Posted in GUD Blog | Tagged , , , , | 3 Comments

A Queen of Italy

La Ca Nova Barbaresco

Everything old is new again, and the milkman of yesterday have been reborn in the form of Detroit wine aficionado Putnam Weekley. In lieu of bottles of milk, Putnam is delivering bottles of wine as part of his new “Detroit Wine Truck” effort.

One week in to his delivery service, he’s done a number of interesting wine packages already, and the one I opted to try the first time around was the “Kings of Italy” consisting of a 2004 La Ca’ Nova Barbaresco and a 2007 Sant’Antimo “La Palazzetta” from Flavio Fanti.

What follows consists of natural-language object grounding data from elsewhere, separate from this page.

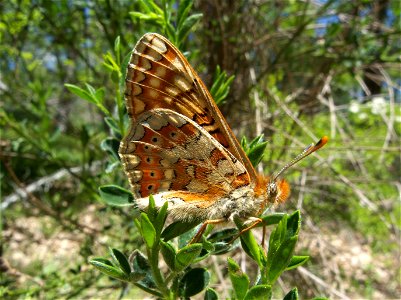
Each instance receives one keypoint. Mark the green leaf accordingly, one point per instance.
(117, 48)
(210, 294)
(187, 25)
(256, 153)
(281, 258)
(183, 11)
(112, 124)
(177, 228)
(294, 224)
(297, 261)
(168, 253)
(193, 282)
(116, 196)
(292, 295)
(148, 231)
(250, 245)
(262, 292)
(111, 145)
(271, 219)
(161, 218)
(121, 260)
(186, 255)
(107, 269)
(140, 265)
(239, 280)
(81, 93)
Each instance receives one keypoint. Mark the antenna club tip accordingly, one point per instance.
(323, 141)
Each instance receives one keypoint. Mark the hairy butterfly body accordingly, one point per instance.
(179, 147)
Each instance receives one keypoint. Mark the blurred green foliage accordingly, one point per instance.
(302, 69)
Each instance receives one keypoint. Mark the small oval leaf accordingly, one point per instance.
(148, 231)
(108, 270)
(120, 258)
(116, 196)
(262, 292)
(185, 256)
(193, 282)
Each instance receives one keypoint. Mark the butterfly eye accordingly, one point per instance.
(272, 190)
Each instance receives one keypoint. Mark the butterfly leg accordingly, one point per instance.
(255, 222)
(202, 229)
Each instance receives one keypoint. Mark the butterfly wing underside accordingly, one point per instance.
(178, 144)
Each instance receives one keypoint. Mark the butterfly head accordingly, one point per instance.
(278, 189)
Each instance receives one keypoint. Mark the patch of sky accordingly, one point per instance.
(324, 22)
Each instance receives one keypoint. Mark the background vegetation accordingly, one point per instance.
(302, 69)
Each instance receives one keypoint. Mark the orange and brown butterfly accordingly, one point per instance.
(180, 149)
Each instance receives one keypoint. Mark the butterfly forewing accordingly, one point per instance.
(178, 145)
(159, 76)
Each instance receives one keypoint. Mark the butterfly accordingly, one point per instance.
(180, 149)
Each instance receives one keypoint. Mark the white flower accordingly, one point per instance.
(378, 105)
(363, 116)
(354, 107)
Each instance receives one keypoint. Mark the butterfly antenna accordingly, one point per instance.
(307, 151)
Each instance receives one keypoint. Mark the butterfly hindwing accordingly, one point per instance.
(166, 151)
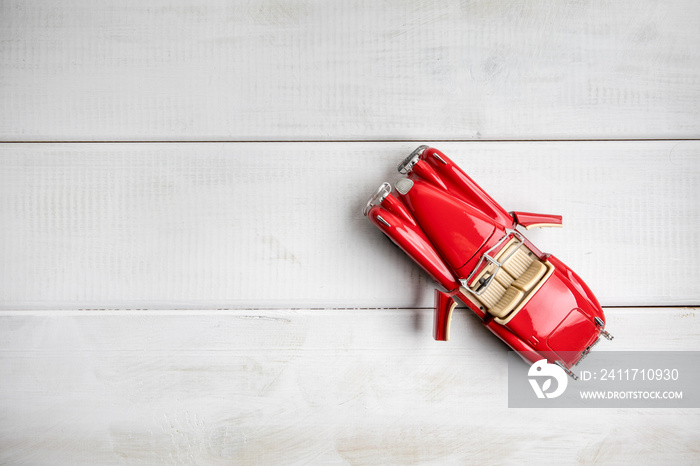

Tonight, I opened the Barbaresco.

It’s smooth and refined, a bit more so than I expected. The nose is perfumy and pretty — like most barbaresco, it’s got a very feminine quality about it. The lightness is pushed aside by a potent prick of pepper. That shows strongly on the palate, where it’s tight, peppery, and astringent, but despite the tannins and at 13.5% abv, it’s a light and joyful wine, and there’s a real elegance to it. Some cherry and kind of a rose hip tea flavor. In 3 or 4 years, this might be the perfect Valentine’s Day wine.

Putnam wrote some suggestions for drinking the wine in a brief note that accompanied the two bottles. One of them was to fall more in love. I imagine that advice accompanied all the wines, but it seems particularly appropriate for this bottle.